Time for another study on the benefits of vitamin D. The D2 form of vitamin D appears to reduce the frequency of falls among older women.

Vitamin D2 supplements appear to reduce the risk of falls among women with a history of falling and low blood vitamin D levels living in sunny climates, especially during the winter, according to a report in the January 14 issue of Archives of Internal Medicine, one of the JAMA/Archives journals.

“Approximately one-third of women older than 65 years fall each year, and 6 percent sustain a fracture as a result of the fall,” the authors write as background information in the article. “In addition, fear of falling is a major problem in older people.”

Richard L. Prince, M.D., of the Sir Charles Gairdner Hospital, Nedlands, Australia, and colleagues conducted a year-long clinical trial of 302 women age 70 to 90 years living in Perth, Australia. Because vitamin D is produced in response to sun exposure and the study was completed in a sunny climate, the researchers selected women with blood vitamin D levels below the median for the area (24 nanograms per milliliter). All participants had a history of falling in the previous year and received 1,000 milligrams of calcium citrate per day. Half were then randomly assigned to take either 1,000 international units of vitamin D2 (ergocalciferol) and half took an identical placebo. Data on falls were collected from participants every six weeks.

Eighty women (53 percent) in the vitamin D2 group and 95 women (62.9 percent) in the control group fell at least once during the study period. After adjusting for height, which affected the risk of falling and was significantly different between the two groups, vitamin D2 therapy reduced the risk of having at least one fall by 19 percent. “When those who fell were grouped by the season of first fall or the number of falls they had, ergocalciferol treatment reduced the risk of having the first fall in winter and spring but not in summer and autumn, and reduced the risk of having one fall but not multiple falls,” the authors write.

There is the falling. But there are also the injuries sustained by the falling. There is the substantial possibility that the vitamin D supplementation will reduce the risks of bone breakage per fall as well as reducing the risk of falling in the first place.

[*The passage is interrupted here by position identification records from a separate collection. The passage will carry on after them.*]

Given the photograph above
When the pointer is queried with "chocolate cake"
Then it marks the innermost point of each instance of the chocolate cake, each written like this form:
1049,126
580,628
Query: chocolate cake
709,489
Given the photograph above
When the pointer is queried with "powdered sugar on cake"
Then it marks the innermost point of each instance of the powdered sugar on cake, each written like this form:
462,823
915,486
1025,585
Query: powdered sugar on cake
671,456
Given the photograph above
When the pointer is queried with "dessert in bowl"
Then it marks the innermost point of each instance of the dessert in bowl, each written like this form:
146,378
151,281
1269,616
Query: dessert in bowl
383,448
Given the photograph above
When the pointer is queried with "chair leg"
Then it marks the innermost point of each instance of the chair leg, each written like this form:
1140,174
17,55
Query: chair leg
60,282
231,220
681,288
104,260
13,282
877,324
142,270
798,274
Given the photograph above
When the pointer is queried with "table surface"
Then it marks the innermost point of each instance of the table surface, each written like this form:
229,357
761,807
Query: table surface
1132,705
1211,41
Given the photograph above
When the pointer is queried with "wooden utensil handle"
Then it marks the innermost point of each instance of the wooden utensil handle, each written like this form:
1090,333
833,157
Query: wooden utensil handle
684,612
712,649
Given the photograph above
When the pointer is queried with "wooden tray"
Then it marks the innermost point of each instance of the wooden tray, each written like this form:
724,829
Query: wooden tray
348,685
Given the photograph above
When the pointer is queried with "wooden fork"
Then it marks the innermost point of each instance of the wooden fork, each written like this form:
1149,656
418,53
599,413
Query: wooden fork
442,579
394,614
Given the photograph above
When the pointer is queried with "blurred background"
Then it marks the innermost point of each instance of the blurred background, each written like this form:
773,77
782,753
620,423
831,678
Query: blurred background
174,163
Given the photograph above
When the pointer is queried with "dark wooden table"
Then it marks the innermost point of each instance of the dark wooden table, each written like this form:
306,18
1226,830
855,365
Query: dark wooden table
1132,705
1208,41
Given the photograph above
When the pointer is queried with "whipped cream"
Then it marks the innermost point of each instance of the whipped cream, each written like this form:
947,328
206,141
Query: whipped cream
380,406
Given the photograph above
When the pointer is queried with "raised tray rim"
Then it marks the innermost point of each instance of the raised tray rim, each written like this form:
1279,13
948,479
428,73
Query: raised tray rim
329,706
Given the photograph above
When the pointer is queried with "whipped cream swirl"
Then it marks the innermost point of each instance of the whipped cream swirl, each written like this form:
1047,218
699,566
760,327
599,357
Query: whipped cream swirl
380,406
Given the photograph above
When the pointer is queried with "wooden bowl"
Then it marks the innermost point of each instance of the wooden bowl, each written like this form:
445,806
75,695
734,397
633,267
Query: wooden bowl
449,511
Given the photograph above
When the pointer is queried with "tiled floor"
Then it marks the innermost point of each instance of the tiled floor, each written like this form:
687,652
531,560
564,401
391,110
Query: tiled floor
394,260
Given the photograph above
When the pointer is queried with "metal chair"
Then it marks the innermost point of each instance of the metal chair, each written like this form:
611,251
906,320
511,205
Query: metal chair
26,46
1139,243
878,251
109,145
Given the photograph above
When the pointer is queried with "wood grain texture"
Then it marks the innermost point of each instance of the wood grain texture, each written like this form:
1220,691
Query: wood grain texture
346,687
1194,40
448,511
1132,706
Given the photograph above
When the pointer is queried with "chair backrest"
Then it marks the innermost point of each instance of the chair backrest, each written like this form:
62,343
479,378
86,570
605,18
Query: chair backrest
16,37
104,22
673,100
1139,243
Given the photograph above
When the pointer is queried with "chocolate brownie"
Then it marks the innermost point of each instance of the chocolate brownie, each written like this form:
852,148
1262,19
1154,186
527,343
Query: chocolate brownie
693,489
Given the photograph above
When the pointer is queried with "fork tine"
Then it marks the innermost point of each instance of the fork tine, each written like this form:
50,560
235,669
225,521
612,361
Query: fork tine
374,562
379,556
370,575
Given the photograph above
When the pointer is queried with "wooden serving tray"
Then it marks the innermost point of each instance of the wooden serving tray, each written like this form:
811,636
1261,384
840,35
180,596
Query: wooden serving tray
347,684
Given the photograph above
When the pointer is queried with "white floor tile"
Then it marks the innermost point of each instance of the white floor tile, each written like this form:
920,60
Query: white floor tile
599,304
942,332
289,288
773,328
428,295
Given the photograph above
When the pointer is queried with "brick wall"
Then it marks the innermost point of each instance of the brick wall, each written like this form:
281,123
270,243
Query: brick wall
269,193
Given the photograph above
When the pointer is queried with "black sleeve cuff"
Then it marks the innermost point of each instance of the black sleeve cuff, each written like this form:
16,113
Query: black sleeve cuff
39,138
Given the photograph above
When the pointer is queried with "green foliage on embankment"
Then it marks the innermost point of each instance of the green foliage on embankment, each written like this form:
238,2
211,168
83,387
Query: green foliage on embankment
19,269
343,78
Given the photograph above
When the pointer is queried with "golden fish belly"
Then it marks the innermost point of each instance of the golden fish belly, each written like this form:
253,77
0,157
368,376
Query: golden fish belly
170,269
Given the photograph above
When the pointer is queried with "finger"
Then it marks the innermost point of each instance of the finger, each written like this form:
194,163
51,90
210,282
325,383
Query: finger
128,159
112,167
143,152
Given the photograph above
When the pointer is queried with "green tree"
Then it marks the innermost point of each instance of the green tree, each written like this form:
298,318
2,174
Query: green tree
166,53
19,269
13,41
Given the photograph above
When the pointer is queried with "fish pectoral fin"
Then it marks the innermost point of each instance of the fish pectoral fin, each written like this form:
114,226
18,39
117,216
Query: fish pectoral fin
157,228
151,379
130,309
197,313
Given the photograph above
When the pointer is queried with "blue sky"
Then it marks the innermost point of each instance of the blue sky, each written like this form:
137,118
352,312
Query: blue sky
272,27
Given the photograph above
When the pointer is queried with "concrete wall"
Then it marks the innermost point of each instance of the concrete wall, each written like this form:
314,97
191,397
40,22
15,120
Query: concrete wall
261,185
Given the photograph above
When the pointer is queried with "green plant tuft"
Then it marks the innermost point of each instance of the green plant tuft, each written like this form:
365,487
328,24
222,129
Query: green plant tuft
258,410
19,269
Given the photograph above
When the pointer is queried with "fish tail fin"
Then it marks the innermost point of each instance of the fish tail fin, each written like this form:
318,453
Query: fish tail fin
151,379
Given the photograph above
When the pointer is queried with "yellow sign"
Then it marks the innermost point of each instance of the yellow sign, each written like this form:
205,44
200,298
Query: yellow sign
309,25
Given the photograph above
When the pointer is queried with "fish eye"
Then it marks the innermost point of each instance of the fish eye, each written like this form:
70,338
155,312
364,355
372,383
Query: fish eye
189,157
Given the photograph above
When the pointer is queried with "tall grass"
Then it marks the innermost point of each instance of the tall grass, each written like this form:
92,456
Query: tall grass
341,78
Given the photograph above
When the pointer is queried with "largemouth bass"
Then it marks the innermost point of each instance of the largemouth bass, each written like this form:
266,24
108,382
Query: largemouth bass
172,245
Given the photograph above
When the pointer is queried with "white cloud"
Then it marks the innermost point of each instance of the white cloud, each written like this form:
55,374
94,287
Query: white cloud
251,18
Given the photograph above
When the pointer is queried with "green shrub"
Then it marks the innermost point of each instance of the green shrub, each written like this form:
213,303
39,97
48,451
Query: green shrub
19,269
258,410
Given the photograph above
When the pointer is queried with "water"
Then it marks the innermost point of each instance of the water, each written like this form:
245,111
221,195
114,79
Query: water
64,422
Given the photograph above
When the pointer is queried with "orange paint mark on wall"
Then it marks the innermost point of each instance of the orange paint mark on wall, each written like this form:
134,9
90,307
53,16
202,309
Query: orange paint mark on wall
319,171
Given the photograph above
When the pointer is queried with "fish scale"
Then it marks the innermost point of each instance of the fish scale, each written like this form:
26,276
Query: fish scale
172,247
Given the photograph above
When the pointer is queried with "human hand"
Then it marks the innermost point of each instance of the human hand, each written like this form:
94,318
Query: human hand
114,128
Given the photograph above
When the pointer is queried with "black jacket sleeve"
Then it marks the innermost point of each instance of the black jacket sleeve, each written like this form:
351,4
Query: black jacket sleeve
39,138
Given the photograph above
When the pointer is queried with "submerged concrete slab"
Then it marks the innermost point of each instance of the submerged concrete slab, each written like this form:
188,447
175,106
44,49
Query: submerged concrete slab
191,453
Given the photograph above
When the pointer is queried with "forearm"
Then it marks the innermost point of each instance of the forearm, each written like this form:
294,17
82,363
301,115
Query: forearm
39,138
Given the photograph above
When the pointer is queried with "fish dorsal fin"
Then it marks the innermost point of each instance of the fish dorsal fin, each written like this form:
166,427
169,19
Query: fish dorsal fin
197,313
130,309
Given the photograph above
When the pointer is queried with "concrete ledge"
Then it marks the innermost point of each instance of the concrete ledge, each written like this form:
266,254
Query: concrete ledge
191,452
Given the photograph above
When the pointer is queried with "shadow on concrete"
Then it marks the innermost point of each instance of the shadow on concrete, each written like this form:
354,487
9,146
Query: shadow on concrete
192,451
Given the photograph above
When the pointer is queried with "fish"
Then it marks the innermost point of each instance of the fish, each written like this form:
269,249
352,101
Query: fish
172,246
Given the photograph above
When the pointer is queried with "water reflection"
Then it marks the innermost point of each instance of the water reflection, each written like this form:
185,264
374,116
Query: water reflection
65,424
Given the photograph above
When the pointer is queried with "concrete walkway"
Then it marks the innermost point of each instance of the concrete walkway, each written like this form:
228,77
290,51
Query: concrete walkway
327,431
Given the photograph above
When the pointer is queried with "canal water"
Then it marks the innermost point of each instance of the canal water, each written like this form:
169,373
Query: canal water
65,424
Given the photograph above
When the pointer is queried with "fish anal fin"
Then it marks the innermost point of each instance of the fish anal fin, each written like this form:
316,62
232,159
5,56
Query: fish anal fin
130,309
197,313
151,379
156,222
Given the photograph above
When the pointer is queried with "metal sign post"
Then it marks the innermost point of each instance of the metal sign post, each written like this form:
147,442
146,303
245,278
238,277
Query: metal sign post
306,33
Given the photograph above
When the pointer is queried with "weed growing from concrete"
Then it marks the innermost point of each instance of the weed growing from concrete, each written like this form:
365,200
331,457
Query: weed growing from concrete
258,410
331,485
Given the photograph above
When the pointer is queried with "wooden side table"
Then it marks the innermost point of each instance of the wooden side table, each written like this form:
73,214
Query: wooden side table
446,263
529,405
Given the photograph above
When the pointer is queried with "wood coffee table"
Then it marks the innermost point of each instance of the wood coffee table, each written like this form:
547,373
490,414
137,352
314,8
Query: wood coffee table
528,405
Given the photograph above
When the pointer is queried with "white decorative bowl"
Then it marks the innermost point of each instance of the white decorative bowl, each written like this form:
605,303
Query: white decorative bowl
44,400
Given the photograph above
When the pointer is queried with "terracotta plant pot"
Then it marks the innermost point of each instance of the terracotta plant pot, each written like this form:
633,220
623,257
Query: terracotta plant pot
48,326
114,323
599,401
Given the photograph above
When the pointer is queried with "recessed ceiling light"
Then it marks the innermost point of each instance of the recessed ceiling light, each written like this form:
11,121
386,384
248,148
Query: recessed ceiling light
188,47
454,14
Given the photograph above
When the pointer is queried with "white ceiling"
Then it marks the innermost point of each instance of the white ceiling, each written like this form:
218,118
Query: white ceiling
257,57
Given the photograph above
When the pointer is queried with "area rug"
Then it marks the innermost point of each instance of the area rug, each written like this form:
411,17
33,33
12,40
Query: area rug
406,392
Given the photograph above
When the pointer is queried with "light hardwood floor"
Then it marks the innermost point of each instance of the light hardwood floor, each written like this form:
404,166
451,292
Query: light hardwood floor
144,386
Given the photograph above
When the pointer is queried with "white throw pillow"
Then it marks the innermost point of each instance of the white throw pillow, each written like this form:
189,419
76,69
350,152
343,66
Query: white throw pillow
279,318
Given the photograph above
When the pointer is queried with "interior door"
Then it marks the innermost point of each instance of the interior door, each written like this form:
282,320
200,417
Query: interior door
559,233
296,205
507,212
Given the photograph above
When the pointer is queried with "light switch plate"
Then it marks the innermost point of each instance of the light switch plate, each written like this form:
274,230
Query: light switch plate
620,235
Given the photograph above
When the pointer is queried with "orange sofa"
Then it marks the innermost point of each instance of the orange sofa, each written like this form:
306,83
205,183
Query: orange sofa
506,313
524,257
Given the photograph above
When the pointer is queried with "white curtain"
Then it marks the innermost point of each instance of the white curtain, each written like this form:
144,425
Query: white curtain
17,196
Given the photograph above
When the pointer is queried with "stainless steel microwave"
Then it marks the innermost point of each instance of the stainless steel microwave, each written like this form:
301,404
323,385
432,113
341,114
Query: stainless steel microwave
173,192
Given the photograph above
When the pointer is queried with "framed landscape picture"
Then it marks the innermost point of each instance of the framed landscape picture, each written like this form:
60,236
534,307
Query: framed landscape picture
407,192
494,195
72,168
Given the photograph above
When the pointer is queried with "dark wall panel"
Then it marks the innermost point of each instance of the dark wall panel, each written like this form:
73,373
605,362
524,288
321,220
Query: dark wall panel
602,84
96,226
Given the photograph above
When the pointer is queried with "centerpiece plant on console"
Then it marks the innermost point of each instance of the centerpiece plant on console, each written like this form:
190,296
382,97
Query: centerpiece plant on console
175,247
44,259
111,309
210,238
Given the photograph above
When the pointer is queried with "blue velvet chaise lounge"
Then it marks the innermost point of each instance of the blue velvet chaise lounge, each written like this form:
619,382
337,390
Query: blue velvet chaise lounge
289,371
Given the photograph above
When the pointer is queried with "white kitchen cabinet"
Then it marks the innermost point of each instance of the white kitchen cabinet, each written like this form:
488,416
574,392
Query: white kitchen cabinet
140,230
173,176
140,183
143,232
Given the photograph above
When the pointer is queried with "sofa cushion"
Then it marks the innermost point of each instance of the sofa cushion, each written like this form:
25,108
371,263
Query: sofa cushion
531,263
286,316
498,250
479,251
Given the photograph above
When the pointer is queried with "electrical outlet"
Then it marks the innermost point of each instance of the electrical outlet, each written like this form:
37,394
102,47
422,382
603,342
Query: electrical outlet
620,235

These results imply that older folks are at greater risk of falling down in the fall and winter. Interesting.

“It is interesting that the ergocalciferol therapy effect was confined to those who were to sustain one fall but not those destined to have more than one fall,” the authors write. “Older people who fall frequently tend to have more risk factors for falling, including greater degrees of disability and poorer levels of physical function.” It is possible that chemically correcting vitamin D levels in the blood is insufficient to prevent falls in these individuals, they note. “Ergocalciferol, 1,000 international units per day, added to a high calcium intake is associated with 23 percent reduction of the risk of falling in winter/spring to the same level as in summer/autumn,” the authors conclude.

In the comments section of my post on the value of vitamin D as D2 or D3 a researcher from UCSD pointed out that the study in that post doesn't prove the stated conclusion of the study. Well, be aware that when reading these sorts of posts that we aren't necessarily seeing the critical reactions to the studies (though in that case we did). Still, enough of the benefits of vitamin D are well established that even if some of the theorized benefits don't hold up getting more of the nutrient looks like a big benefit for most people in industrialized societies.

Share |      Randall Parker, 2008 January 14 10:20 PM  Aging Diet Studies


Comments
Edward Hutchinson said at January 15, 2008 3:02 AM:

I think the problem with D2 arises from the stability of some supplies is not consistent and this means it can be unreliable in practice. See "Vitamin D2 Is Much Less Effective than Vitamin D3 in Humans" Laura A. G. Armas, Bruce W. Hollis and Robert P. Heaney
For most readers here the value for money consideration that D3 is always reliable and is generally far cheaper will be the significant factor.

Michael G.R. said at January 15, 2008 9:13 AM:

My understanding is that the medical world keeps pushing D2 instead of D3 because the process to extract D2 is patented, so they can sell it to you for $150/month instead of $3/month (or whatever D3 costs -- it's low).

homeboy said at January 25, 2008 1:10 PM:

I've been seeing all of the excitement about Vitamin D and have wondered what the down side is. I mentioned it to my doctor today, and he isn't recommending it because of some studies that showed higher mortality from heart disease. Is this credible? What are the trade-offs like? Is there an article on it that I missed?